Hi... are there any tools (freeware if possible) that could help protecting my PHP code by obfuscating it or by other means?

Thannx in advance,


----------



## scruffy (Jul 28, 2004)

Who's going to see your php code anyway?  are you releasing it as a product, or just running it on a web server?


----------



## andehlu (Jul 28, 2004)

yes if youre running it over apache you wont have to worry about it.


----------



## agusgriego (Jul 28, 2004)

I'm not selling a product. The thing is that I want complex websites I create (and upload to the client's FTP) not to be available to other person who want to modify or steal the code.

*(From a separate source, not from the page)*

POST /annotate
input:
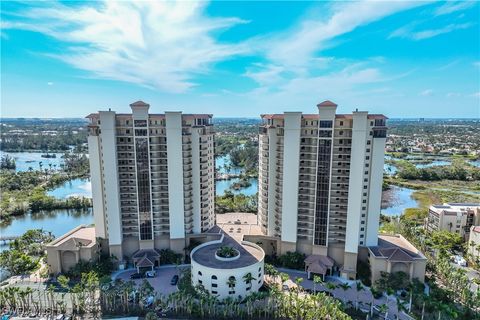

This is, i want al the classes i have programmed in PHP to be protected so if anyone comes after me, they can't copy them or modify them.

Thanks,


----------



## scruffy (Jul 28, 2004)

I suppose just putting a copyright notice on them and trusting to people's honesty wouldn't do...

That said, there is a bytecode compiler for php
http://pecl.php.net/package/bcompiler


----------



## TommyWillB (Jul 28, 2004)

Zend Encoder - The Industry Standard in PHP Software Protection


----------



## scruffy (Jul 29, 2004)

only downside to zend is, you have to install extra software at the client's site.  I don't think you do have to do that with bcompiler - it just compiles the php to regular php bytecode, executable by an unmodified php interpreter, but not easily readable by humans


----------



## agusgriego (Jul 29, 2004)

Thanks for all the answers, I think bcompiler is the choice since I don't develop huge complex website costing millions... I only want to protect the code...

Thanks again,


----------